There was some speculation that the Arcadia boss would bow out of his scheduled meeting after last week calling for the chair of the Work and Pensions select committee to stand down, claiming that Frank Field had a "bias against" him.
"I am not prepared to participate in a process which has not even the pretence of fairness and objectivity and which has as its primary objective the destruction of my reputation," Green said at the time.
|BHS: What you need to know|
However, a statement from the business tycoon, published today, revealed that although he was "disappointed" not to have had a reply to the letters he had sent to Field, "having given long and hard thought to the matter however, [he had] decided [he] will attend tomorrow morning, hoping and trusting that the committee will give [him] a fair hearing".
Green continued: "This will be the first and only opportunity I have had to tell my side of the very sad BHS story and I will do my best to answer all the questions put to me in an honest and open way."
When BHS was put into administration in April, placing around 11,000 jobs on the line, it sparked two parliamentary inquiries.
The Work and Pensions committee is examining the role of pensions regulation and protection in light of the retailer's pension deficit, which was worth £571m at the time it collapsed.
Meanwhile, the Business, Innovation and Skills committee is taking a closer look at the £1 sale of BHS to Retail Acquisitions, which took place last year.

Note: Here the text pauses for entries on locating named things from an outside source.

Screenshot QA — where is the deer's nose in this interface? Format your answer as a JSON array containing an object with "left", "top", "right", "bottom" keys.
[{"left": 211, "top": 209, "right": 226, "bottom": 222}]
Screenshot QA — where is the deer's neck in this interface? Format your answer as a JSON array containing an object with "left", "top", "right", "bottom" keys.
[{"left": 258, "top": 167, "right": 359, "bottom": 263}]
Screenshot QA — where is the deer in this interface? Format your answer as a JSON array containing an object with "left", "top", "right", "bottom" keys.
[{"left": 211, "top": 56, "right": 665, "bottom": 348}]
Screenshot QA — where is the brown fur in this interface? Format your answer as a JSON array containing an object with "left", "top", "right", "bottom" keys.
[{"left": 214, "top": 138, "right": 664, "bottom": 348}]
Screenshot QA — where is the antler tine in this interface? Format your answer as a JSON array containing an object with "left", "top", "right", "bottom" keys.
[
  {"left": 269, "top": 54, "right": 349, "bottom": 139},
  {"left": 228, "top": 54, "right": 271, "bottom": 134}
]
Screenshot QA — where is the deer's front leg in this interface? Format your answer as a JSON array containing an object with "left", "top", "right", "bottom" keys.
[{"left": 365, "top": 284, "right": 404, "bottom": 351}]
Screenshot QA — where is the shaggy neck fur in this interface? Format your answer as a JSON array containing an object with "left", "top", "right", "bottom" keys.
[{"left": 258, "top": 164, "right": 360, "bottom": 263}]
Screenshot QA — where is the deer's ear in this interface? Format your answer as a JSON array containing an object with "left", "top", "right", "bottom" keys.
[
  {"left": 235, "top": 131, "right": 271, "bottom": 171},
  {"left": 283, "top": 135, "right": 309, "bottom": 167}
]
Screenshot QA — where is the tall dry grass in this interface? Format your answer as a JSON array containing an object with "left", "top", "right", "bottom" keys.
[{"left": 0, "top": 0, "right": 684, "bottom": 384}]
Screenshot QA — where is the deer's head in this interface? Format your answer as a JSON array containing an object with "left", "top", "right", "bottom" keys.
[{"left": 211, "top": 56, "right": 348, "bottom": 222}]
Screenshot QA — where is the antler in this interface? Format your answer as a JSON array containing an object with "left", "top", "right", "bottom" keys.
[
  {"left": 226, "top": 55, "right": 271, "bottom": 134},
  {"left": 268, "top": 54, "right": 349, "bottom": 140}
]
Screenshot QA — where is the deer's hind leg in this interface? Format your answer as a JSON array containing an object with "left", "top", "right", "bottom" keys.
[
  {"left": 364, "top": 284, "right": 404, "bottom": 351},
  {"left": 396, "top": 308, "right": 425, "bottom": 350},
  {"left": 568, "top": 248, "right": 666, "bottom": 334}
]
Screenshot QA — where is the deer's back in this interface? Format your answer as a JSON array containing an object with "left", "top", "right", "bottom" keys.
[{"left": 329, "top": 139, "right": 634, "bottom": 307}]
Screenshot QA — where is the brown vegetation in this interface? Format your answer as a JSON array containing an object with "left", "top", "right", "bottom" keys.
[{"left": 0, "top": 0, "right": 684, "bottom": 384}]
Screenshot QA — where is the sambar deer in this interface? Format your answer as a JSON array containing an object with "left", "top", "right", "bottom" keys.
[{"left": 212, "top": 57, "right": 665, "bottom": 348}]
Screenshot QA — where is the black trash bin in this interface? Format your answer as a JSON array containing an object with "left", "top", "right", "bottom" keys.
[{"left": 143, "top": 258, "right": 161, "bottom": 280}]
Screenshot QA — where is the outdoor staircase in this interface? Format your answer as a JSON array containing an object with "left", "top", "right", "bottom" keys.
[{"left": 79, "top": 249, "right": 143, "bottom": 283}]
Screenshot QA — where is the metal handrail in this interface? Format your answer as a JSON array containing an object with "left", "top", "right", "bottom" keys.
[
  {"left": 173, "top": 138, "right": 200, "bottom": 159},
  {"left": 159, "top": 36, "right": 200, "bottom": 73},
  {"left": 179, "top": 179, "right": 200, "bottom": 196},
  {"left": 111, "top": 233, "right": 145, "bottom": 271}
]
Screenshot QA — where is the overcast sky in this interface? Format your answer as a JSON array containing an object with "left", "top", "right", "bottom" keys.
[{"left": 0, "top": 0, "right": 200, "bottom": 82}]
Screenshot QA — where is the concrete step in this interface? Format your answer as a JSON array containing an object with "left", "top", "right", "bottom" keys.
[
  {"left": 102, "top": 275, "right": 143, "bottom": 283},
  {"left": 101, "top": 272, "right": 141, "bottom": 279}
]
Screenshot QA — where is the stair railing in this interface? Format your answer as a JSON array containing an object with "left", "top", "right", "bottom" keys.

Last week, the committees held an evidence session with some of the senior staff from Retail Acquisitions, during which it transpired that former owner Dominic Chappell had once threatened to kill former chief executive Darren Topp if he were to "kick off" about a £1.5m transfer between BHS and BHS Sweden.
Last week's war of words is not the first spat Green and Field have had since the retailer's collapse. As the inquiries began, Green hit out at both Field and the Business committee chair Iain Wright for conducting a "trial by media" and "leaping to conclusions".